What was I thinking? There are so many ways to spend free time. There are so many things to do. I don't think I've been bored at all since I got into the rhythm of my new schedule; if anything, there still aren't enough hours in the day to do everything I want to do.
This morning I've already done quite a lot. I began my third round of chemotherapy this week, which I've been dreading, given how badly everything went last time. But so far so good. The prescription nausea medications seem to be working, so I'm not puking up my guts every ten minutes or so. That's very good. And of course they have me take that steroid for inflammation for the entire week of the chemo, and the steroids always make me feel like superman. So I have a lot of energy. It's now 8:50 in the morning; I've already gone for my run, had my breakfast (a raisin bagel and an egg--my favorite breakfast in the world), caught up on all my correspondence, and I'm working on oh, I think maybe my fifth cup of espresso. And when I'm quite sure I've coffee'd myself out for the day, I'll make my flax-seed-oil and fruit smoothy--the first of the two I'll be consuming today. With my new smoothy recipe for getting down the magical oils, there's no gag reflex at all. In fact, my flax-seed oil smoothies are rather delicious.
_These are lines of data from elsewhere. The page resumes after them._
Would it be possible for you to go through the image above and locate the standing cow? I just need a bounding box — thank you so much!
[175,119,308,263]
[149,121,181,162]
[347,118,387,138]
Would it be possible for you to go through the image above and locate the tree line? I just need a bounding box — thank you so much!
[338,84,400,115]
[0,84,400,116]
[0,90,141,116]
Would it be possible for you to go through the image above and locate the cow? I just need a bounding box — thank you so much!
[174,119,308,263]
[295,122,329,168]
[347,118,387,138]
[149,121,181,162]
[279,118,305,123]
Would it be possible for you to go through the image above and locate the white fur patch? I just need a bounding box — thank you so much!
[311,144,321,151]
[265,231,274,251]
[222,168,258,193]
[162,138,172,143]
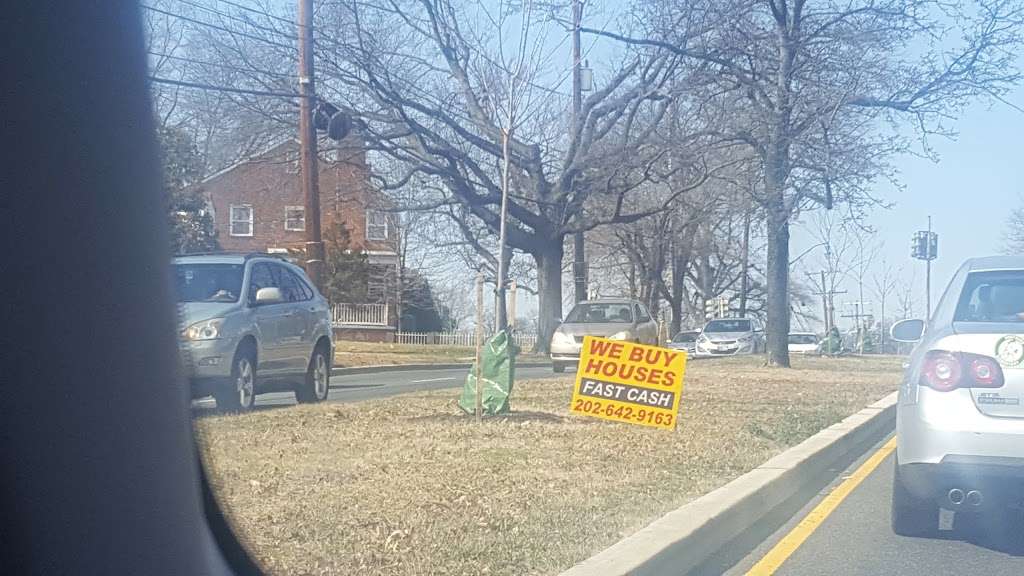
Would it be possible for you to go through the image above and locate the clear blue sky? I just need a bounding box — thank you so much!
[793,80,1024,323]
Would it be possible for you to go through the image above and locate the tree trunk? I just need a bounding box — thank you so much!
[534,240,563,354]
[767,203,790,368]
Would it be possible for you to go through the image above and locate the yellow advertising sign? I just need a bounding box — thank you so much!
[569,336,686,430]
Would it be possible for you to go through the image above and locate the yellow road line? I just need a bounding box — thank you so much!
[746,437,896,576]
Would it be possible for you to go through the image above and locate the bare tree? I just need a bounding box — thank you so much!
[584,0,1022,366]
[871,259,901,354]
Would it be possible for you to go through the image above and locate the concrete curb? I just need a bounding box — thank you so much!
[331,362,551,376]
[561,393,896,576]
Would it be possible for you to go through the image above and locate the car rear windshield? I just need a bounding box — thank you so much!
[173,263,244,302]
[565,303,633,324]
[705,320,751,332]
[953,270,1024,322]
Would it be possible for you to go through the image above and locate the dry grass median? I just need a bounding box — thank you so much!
[197,358,900,576]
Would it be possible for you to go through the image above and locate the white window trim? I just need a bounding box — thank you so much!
[367,210,391,242]
[285,206,306,232]
[227,204,256,238]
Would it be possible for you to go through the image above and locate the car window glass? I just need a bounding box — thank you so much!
[249,262,278,302]
[953,271,1024,322]
[292,272,313,300]
[174,262,242,302]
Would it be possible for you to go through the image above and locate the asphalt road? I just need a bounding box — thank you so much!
[716,434,1024,576]
[194,366,559,410]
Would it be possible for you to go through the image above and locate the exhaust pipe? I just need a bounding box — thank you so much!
[966,490,984,506]
[946,488,967,506]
So today's agenda includes recording a podcast for my current Chaucer course and continuing work on my new online summer course. This summer I'm scheduled to teach Introduction to Literature to about fifty students. Not a bad size, I'm thinking. And so I'm busy creating course packs, also all online, to accompany my podcasts on Shakespeare, Chinua Achebe, William Faulkner, Edgar Allen Poe, and all my other favorite poets and authors. And I'm freshening up on all my literary history. Fun. I've always loved the Introduction to Literature course, and this will be the first time in a long time that I'll have a real seminar instead of those 250-seat monster classes.
It feels great to be moving back into normalcy. Who'd ever have thought that getting to participate again in the hum-drum and everyday would feel like such a treat?